A. We expect the facility to be open for use every day of the year from 6:30 a.m. until closing at 10 p.m.
A. We expect windscreens will be installed to minimize impact from wind. Certainly there will be squeegees and if the operator finds them effective, might provide blowers as well. Running low-voltage wiring out to all the courts necessary for webcams is currently not part of the design. Because the facility is expected to be staffed from 6:30 am to 10 pm daily, the selected operator will be in charge of reporting real time court conditions. We do plan on electrical outlets to some of the courts for ball machine use.
A. The Golden Gate Park Tennis Center includes many partners: SF Rec & Parks, Tennis Coalition SF, Tennis Learning Center (TLC), SF Parks Alliance. Together, they will work with an experienced tennis facility operator who will be undergo a public selection process. The selected operator will be on site to manage the facility on a daily basis to maximize public access. Balancing all of the user demands while ensuring plenty of court time for recreational and drop-in play will require a skillful hand.
A. As players, we are blessed to live in a city with more than 150 public tennis courts at our disposal. During the time of construction, there will be as many as 130 public courts throughout the City as well as other public entities such as City College, SFSU and high schools. In addition, SF Rec & Parks is exploring the option of public court reservations for US Tennis Association scheduled league matches. (which might also include weekday evenings during certain times of the year). While the length of construction may seem like a long time to be away from your “home courts,” we assure you it will be well worth playing on other courts for those few months when you come back to your new facility.

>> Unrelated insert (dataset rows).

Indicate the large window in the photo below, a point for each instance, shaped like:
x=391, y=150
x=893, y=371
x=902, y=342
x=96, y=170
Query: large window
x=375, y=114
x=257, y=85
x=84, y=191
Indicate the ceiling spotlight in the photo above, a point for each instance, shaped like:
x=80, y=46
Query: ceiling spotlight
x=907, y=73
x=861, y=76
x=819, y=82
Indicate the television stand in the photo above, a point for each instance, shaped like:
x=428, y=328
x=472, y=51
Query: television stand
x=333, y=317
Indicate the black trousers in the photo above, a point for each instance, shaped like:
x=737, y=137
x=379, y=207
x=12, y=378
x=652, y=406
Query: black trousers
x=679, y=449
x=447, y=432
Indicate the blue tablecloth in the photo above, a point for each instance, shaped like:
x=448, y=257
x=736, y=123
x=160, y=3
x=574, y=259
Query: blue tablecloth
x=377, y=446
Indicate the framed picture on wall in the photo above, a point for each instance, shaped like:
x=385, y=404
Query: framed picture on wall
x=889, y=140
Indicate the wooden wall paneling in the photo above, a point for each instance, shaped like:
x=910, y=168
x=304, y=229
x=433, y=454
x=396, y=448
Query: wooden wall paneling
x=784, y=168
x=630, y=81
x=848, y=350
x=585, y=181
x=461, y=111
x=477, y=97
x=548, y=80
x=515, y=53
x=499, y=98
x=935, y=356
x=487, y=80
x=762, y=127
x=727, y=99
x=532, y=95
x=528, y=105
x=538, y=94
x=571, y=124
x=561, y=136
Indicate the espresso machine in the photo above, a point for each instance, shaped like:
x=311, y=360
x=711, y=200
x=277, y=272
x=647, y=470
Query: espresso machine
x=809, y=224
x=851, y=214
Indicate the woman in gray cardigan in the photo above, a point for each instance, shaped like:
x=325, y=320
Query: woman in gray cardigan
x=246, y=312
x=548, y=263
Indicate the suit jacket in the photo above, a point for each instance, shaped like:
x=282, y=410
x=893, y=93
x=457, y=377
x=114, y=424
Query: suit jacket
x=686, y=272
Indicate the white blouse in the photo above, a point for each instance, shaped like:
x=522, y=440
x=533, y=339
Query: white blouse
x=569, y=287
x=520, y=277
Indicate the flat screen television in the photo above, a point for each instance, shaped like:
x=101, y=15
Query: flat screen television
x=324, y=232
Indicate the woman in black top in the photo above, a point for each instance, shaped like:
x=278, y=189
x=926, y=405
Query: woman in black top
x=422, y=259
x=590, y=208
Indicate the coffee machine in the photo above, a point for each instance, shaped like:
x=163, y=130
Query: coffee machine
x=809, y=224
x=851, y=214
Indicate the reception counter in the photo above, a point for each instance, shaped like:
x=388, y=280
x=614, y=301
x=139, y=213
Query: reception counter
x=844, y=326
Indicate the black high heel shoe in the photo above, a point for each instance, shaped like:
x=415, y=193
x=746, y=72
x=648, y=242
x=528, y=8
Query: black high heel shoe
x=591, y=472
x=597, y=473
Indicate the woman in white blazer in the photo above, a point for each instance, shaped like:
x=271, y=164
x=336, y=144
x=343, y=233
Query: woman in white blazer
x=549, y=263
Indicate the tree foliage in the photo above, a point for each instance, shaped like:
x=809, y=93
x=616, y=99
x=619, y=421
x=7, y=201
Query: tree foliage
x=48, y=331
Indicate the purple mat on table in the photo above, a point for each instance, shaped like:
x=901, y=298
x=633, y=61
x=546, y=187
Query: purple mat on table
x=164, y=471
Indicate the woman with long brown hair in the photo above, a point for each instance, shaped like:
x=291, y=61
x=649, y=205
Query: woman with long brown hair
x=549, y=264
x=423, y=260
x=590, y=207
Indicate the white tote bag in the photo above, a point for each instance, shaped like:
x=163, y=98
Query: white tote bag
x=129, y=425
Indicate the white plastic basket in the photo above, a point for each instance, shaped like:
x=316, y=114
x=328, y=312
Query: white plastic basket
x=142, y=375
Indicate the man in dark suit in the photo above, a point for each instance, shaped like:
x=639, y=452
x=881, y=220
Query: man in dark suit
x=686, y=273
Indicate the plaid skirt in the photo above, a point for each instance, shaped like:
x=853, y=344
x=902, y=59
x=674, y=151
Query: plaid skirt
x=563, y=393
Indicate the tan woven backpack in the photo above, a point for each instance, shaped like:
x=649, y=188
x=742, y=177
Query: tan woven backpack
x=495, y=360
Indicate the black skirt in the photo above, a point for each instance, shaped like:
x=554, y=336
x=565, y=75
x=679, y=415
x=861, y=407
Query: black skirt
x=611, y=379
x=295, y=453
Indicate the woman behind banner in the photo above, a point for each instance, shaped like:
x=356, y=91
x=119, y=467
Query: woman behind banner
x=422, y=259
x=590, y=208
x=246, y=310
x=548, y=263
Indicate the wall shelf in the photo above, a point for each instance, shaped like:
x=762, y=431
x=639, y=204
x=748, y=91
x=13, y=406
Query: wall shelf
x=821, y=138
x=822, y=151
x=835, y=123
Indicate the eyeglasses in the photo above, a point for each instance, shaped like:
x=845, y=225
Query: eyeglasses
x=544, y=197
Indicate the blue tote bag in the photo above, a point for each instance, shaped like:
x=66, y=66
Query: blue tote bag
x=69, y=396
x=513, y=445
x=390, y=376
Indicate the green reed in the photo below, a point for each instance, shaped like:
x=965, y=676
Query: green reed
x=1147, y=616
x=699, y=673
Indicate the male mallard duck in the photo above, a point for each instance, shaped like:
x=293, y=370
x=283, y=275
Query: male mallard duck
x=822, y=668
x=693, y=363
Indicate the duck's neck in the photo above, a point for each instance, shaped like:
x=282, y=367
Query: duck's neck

A. Current usage has been examined and taken into account, as has the greater usage anticipated with the new facility including night lights and an experienced operator. The submissions by interested operators through the RFP process will include their projected court schedules and will be evaluated as part of the RFP selection process. The selected operator will be expected to balance the diverse recreation needs of tennis players of all ages and skill levels. As a result, the selected operator will be expected to manage recreational play, lessons, clinics, challenge courts, ball machine rental, league, scholastic, drop-in play and more. The operator selection and lease negotiations process will include ongoing public feedback which will allow the public to ensure an equitable and balanced use of the tennis courts.